Converting Absorbed Dose To Medium To Absorbed Dose To Water For Monte Carlo Based Photon Beam Dose Calculations
Published 2000 · Physics
Current clinical experience in radiation therapy is based upon dose computations that report the absorbed dose to water, even though the patient is not made of water but of many different types of tissue. While Monte Carlo dose calculation algorithms have the potential for higher dose accuracy, they usually transport particles in and compute the absorbed dose to the patient media such as soft tissue, lung or bone. Therefore, for dose calculation algorithm comparisons, or to report dose to water or tissue contained within a bone matrix for example, a method to convert dose to the medium to dose to water is required.
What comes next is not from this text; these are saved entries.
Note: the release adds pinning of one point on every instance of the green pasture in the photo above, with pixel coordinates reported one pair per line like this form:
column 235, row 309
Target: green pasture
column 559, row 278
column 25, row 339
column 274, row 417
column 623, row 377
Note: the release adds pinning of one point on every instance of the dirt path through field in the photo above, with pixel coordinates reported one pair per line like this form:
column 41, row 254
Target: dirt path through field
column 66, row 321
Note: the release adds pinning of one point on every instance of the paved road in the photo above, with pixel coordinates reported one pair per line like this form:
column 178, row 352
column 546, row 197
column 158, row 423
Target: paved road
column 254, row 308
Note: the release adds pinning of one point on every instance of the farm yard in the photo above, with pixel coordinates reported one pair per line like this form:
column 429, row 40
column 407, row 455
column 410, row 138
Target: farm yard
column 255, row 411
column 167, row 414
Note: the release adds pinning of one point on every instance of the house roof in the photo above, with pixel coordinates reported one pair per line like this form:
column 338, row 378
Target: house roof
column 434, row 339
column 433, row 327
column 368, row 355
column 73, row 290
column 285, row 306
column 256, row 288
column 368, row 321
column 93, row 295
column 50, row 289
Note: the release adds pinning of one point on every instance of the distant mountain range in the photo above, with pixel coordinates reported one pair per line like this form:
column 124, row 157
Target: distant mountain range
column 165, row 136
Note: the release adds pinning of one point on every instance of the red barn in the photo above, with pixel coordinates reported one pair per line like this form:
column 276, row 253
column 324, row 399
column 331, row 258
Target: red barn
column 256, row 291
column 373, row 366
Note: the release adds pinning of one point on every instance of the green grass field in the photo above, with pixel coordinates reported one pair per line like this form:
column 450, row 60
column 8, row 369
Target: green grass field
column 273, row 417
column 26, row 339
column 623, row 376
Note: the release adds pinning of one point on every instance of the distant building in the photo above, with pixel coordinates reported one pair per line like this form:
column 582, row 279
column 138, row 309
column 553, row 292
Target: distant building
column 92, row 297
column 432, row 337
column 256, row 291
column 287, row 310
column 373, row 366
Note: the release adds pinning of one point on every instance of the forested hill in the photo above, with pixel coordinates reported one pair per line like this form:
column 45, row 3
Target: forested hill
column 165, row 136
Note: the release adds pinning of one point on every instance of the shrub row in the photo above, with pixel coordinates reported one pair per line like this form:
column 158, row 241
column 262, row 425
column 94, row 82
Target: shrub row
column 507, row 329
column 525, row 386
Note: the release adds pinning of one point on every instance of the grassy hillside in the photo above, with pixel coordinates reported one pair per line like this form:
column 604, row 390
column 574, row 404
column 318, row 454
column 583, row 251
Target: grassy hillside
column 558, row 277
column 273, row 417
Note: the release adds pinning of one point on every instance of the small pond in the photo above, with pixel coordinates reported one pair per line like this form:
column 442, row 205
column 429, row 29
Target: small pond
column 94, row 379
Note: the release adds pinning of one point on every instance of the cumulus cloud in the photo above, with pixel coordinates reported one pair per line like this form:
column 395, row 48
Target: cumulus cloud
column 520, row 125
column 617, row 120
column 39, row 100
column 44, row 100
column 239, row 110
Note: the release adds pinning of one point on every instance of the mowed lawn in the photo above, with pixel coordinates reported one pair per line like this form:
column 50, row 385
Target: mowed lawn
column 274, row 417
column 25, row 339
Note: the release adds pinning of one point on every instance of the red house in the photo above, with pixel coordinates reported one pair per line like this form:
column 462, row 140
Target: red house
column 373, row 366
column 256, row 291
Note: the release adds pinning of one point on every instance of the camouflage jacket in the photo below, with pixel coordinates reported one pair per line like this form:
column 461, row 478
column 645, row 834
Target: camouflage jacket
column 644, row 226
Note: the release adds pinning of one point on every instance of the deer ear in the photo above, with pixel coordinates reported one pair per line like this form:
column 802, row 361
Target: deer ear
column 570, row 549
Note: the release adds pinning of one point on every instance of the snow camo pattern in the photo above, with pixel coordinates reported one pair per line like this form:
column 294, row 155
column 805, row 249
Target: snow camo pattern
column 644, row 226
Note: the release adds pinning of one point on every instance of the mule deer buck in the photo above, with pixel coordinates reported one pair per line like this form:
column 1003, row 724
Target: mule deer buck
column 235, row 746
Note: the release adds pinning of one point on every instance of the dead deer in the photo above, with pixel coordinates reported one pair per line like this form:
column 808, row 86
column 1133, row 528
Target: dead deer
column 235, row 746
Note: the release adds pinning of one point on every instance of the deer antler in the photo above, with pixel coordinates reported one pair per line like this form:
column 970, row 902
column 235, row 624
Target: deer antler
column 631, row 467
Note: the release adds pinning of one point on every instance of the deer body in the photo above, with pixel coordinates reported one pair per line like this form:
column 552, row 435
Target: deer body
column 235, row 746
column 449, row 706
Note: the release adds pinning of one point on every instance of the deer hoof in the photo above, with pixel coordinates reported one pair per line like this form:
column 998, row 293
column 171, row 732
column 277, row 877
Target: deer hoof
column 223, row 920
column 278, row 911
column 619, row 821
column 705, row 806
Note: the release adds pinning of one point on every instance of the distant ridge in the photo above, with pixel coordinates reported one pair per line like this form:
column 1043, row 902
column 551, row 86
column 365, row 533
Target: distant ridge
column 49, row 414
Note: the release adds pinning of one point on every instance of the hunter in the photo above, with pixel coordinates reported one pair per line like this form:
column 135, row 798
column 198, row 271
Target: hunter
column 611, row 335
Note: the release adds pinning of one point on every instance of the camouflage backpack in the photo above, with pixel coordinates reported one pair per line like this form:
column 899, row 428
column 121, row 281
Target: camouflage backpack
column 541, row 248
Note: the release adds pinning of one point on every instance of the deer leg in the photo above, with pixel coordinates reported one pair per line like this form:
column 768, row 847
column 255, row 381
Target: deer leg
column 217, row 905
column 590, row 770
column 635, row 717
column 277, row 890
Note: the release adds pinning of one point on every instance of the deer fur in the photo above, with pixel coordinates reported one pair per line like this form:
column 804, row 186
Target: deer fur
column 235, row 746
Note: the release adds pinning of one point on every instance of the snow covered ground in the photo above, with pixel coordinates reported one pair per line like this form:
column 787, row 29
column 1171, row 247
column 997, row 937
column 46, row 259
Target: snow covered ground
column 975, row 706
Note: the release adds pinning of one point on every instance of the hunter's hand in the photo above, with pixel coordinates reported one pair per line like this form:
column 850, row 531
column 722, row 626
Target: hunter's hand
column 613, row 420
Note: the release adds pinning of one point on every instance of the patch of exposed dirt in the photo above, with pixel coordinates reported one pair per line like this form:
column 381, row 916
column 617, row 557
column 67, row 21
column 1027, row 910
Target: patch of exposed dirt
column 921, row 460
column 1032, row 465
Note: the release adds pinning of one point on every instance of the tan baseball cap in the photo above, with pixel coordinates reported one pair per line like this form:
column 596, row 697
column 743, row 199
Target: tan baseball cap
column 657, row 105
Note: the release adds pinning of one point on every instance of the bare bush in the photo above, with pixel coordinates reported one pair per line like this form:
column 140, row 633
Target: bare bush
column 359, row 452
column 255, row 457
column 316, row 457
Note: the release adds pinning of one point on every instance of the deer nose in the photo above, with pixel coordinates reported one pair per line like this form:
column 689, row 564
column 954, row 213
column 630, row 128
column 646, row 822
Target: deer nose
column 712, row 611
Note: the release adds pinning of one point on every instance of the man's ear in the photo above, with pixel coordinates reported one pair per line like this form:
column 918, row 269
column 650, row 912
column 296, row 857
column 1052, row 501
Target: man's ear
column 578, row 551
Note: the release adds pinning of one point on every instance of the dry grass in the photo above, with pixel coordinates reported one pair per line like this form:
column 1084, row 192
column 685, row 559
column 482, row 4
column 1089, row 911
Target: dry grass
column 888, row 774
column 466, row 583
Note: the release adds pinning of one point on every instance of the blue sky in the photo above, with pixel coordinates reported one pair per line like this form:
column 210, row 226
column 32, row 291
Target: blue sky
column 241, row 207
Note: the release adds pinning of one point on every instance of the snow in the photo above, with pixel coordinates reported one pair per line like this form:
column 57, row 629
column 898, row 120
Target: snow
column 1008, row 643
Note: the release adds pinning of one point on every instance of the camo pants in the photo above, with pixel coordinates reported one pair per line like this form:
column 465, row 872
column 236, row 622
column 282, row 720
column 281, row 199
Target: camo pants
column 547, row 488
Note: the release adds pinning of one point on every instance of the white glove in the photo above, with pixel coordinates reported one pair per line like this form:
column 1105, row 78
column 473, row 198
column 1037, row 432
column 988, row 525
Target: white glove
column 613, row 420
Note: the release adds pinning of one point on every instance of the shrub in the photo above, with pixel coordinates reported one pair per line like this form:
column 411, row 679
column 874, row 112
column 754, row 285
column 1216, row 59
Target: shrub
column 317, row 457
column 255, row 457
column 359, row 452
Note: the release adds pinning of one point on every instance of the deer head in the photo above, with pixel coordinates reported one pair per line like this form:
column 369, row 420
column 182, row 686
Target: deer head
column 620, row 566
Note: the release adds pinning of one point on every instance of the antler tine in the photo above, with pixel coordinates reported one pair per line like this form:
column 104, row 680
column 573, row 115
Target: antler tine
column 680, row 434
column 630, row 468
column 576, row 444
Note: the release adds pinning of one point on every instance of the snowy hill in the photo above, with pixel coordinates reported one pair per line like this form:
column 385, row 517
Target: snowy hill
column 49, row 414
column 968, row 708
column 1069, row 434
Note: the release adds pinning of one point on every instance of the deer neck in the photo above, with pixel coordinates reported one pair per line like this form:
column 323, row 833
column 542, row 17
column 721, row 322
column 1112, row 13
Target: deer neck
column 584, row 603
This conversion has been developed here by applying Bragg-Gray cavity theory. The dose ratio for 6 and 18 MV photon beams was determined by computing the average stopping power ratio for the primary electron spectrum in the transport media. For soft tissue, the difference between dose to medium and dose to water is approximately 1.0%, while for cortical bone the dose difference exceeds 10%. The variation in the dose ratio as a function of depth and position in the field indicates that for photon beams a single correction factor can be used for each particular material throughout the field for a given photon beam energy. The only exception to this would be for the clinically non-relevant dose to air. Pre-computed energy spectra for 60 Co to 24 MV are used to compute the dose ratios for these photon beams and to determine an effective energy for evaluation of the dose ratio.